Comemoram-se este ano, 500 anos da expedição de João Álvares Fagundes, aos bancos da Terra-Nova e Labrador

Se há algo que distingue os portugueses é indubitavelmente o seu gosto pelo bacalhau. Não é que a espécie em si, desperte alguma comiseração, simbologia ou tudo aquilo que pode estar associado com o ADN marítimo português. Mas a verdade, é que este país de dez milhões de habitantes, é responsável por praticamente 1/4 do consumo mundial deste “Gadus morhua”.

Não se pode porém afirmar inequivocamente, que a existência deste peixe em grande parte dos menus de restauração europeus se deve exclusivamente aos portugueses. Não, longe disso. Outros povos europeus desde sempre acorreram às águas frias e tempestuosas do Atlântico ou do Mar do Norte, para obter tão importante iguaria.

Carta de Pedro Reinel_1504 mostrando já a região actual da Nova-Escócia no Canadá como território Português

Mas sem dúvida que os portugueses fizeram com o bacalhau, aquilo que talvez saibam fazer melhor: da dificuldade e falta de recursos, obter o máximo rendimento. Não querendo entrar em pormenores metodológicos e gastronómicos, a sua salga e seca, saberes compilados durante gerações de pescadores inauditos, homens e mulheres rudes que religiosamente se dedicavam a esta arte, são sem dúvida fatores de diferenciação na forma de se apreciar tão vulgar quesito.

Os Portugueses corriam aos bancos da chamada “Terra-Nova”, bem a Norte, milhares de quilómetros da sua origem, em mares tempestuosos, onde o Atlântico é impiedoso com os homens e implacável com as embarcações, para de um modo quase rudimentar obter tão estratégico bem. Tinha mesmo que valer a pena para enfrentar um caminho tão dantesco.

Atlas Português de 1519 do Atlântico norte

E por entre tão intrépidos homens, um improvável navegador foi de suma importância para o estabelecimento de colónias piscatórias portuguesas no que são hoje as províncias da Nova-Escócia e da Terra-Nova e Labrador: João Álvares Fagundes. Nascido em meados do século XV em Viana do Castelo, partiu por sua contra e risco para em nome do reino de Portugal reconhecer esses territórios como seus.

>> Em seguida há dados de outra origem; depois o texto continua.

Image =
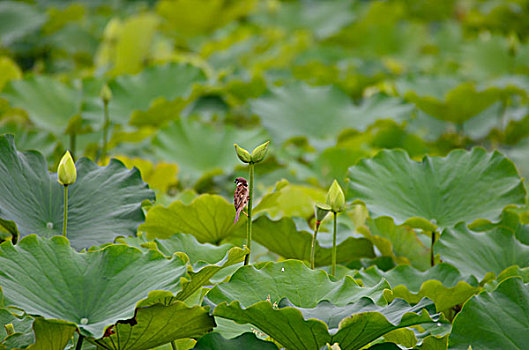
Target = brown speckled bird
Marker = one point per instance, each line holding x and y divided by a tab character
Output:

Faz precisamente este ano 500 anos da sua expedição, momento destacado em monumento comemorativo na baía da cidade de Halifax, na Nova-Escócia Canadá e na sua cidade Natal em Portugal, aventura essa quase desconhecida, suplantada pela enorme epopeia da viagem de circum-navegação de Fernão de Magalhães1.

Monumento em Halifax – Canadá comemorativo da expedição com a inscrição “Portuguese Explorer * 1520 * Alvares Fagundes”

O que teria levado um homem a investir o seu próprio dinheiro em tão inaudita expedição? Seria o bacalhau um tesouro maior do que o ouro? Em Viana do Castelo, as duas tradições são igualmente importantes: a da transformação do ouro e a da seca do bacalhau, mas o que realmente fica na memória e no paladar, são as mil formas de se confecionar o bacalhau em Portugal. Esse sim, o nosso tesouro gastronómico.

1 Este também um Alto-Minhoto, nascido em 1480 em Ponte da Barca,  distrito de Viana do Castelo – Portugal.